The Church’s victims’ services program is not the only faith-based agency affected by HHS’ new requirement that victims receive the “full range of family-planning services,” including abortions and contraception. The Salvation Army — a huge presence in the trafficking-services arena — and the expanding membership of the Christian Trafficking Shelter Association also will undoubtedly decline to participate in the HHS program. Instead of expanding the pool of organizations working to “rescue and restore” victims of human trafficking, Kathleen Sebelius is advancing a policy that will diminish the reach of these vital services. But that’s okay with our secretary of Health and Human Services who holds that the “positive good” of abortion trumps all other considerations.

This dispute isn’t simply about the morality of abortion in general; it is about the specific harm inflicted on victims of human trafficking by the Sebelius policy. Not only is she creating a disincentive for organizations to serve victims where once there had been an open door; her policy will visit additional harm on the victims. In fact, to provide abortions or regimes of contraception to a person currently being exploited for commercial sex might very well be a death sentence.

Wagner gets into what the life of a juvenile exploited by the commercial sex industry is like. It’s not pretty — or Pretty Woman, as he puts it. And to Madam Secretary:

If someone is being trafficked — which is to say, under the domination of a pimp/trafficker — she is by definition unable to provide informed consent to an abortion or to a regime of contraception. The victim has no voice in this decision. Indeed, providing such services to a victim of sexual trafficking benefits only the trafficker by getting the victim back out on the street and making money sooner.

The average age of entry into commercial sex exploitation is about 14. The average life expectancy of someone in commercial sexual exploitation is seven years. Start at 14, dead by 21. The mortality rate for someone in commercial sexual exploitation is 40 times higher than for a non-exploited person of the same age. Helping a victim return to exploitation more quickly by terminating a pregnancy increases the odds of death.

Kristy Childs is a survivor of commercial sexual exploitation and the founder of Veronica’s Voice, an organization in Kansas City that rescues victims. She tells me there have been many live births among her clients over the past 12 years, but she has yet to be asked for help getting an abortion. “Pregnancy often leads a woman to seek rescue and a new life,” she said.

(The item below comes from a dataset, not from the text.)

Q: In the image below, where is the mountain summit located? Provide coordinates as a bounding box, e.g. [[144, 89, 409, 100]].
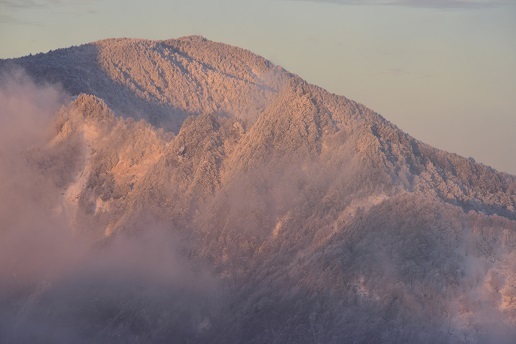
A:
[[0, 36, 516, 343]]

Wagner does a side-by-side:

On the one hand, we have the USCCB, which will never facilitate an abortion but will arrange to meet all of the other appropriate service needs of victims, from residence to medical and mental-health treatment. On the other hand, we have an abortion provider such as Planned Parenthood, whose staff have been videotaped as being willing to perpetuate the apparent sex slavery of a juvenile by arranging for an abortion and not reporting the suspicion of felony sex abuse of a minor to authorities. Which is acting in the authentic interests of the victim?

If the federal government is going to help fund any programs in this area, they should be funding a successful program like the one out of the bishops’ conference. And not imposing their ideological will as a prerequisite. We know you’re pro-choice, Secretary Sebelius, but how does this decision make sense in the life of a teenage sex slave?

This debate does not have to be about abortion. The Obama administration is insisting it be.